Incognito
Due parole sull'uso corretto di incognito, che si costruisce senza la preposizione in (non in incognito, quindi). Il cantante è giunto a Roma incognito.
L'aggettivo, infatti, viene dal latino incognitus composto con la preposizione negativa in e il participio passato del verbo cognoscere.
La preposizione in è già dentro la parola, anzi all'inizio. Attendiamo, in proposito, gli strali di qualche linguista d'assalto nel caso s'imbattesse in questo sito.
Psicologhi o psicologi?
Ci dispiace immensamente di dover parlare sempre male di alcuni vocabolari (tra questi anche quelli così detti prestigiosi), anche perché conosciamo benissimo la fatica che comporta la loro compilazione.
Ma sappiamo altrettanto bene che i fruitori hanno bisogno di notizie chiare, precise e non debbono essere ingannati da certi dizionari che riportano i famosi ma anche o o... come nel caso del plurale dei nomi in -logo: psicologi o psicologhi.
Come dicevamo alcuni vocabolari ammettono entrambe le forme: -gi e -ghi. L'estensore di queste noterelle non è assolutamente d'accordo, una regola ci sarebbe e andrebbe rispettata. Per non aggiungere confusione a confusione, tralasciamo i sostantivi in -logo e occupiamoci di quelli in "-co" e in "-go" (tra questi ultimi sono compresi anche quelli in -logo).
Vediamo, dunque. Se i predetti sostantivi hanno l'accentazione sulla terzultima sillaba (accento che si legge ma non si segna), ossia se sono parole sdrucciole, faranno il plurale in -ci e in -gi: canonico, canonici; astrologo, astrologi; psicologo, psicologi.

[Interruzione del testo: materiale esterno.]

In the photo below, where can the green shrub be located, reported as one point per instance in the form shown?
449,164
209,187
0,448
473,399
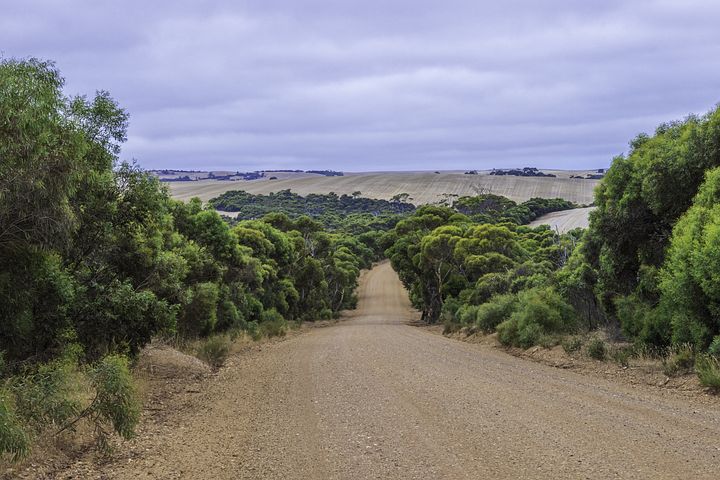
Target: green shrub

Se, invece, sono parole piane, se hanno, cioè, l'accento sulla penultima sillaba, faranno il plurale in -chi e in -ghi: buco, buchi; mago, maghi.

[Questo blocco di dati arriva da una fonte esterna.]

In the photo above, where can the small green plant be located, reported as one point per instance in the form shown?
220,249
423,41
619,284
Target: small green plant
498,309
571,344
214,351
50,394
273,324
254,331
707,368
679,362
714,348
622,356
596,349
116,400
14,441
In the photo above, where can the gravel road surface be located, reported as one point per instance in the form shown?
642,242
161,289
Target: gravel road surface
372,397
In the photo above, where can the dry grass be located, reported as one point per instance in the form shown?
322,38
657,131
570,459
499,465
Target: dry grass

Non mancano, naturalmente, delle eccezioni a questa regola, basti pensare ad amico che, pur essendo una parola piana, fa il plurale amici e non amichi; oppure a valico che fa valichi e non valici.

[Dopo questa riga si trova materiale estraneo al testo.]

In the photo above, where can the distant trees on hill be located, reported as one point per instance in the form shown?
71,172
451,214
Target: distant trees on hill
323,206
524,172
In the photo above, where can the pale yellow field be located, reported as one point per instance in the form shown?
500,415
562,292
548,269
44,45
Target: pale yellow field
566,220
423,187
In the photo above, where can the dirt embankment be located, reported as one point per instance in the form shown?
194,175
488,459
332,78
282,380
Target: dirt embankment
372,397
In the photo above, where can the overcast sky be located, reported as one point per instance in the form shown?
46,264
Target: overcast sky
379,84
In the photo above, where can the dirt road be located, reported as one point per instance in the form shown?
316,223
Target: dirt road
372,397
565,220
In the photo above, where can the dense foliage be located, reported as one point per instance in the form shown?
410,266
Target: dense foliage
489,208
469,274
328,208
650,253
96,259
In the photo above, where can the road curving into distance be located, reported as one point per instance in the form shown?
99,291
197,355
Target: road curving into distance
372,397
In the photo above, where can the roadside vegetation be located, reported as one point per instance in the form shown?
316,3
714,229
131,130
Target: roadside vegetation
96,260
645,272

Abbiamo voluto mettere in evidenza la possibilità di una regola, che nella maggior parte dei casi può funzionare. I vocabolari dovrebbero essere tutti concordi, quindi; rispettando questa regola darebbero alla lingua quella omogeneità di cui abbisogna.
In casi di dubbi, amici, consultate più vocabolari: se tre su quattro sono concordi sarete sicuri di non incorrere in madornali errori.
Metterci una croce sopra
Chi adopera, ovviamente in senso figurato, il modo di dire in oggetto? Colui che considera chiuso un argomento e non vuole (o non può) tornarci più sopra.
Questa locuzione, dunque, è nota a tutti. Pochi però, forse, sanno che l'espressione è presa in prestito dai registri contabili. Un tempo — sui registri della contabilità — le partite e i crediti non esigibili venivano segnati con una... croce a margine.
Da registrare anche l'ipotesi che fanno alcuni autori secondo i quali l'espressione richiama il segno della croce che fanno i sacerdoti quando danno l'estremo saluto a un defunto.
Di significato affine e di origine intuitiva la locuzione metterci una pietra sopra: fa pensare, naturalmente, a una pietra con la quale si chiude definitivamente un sepolcro.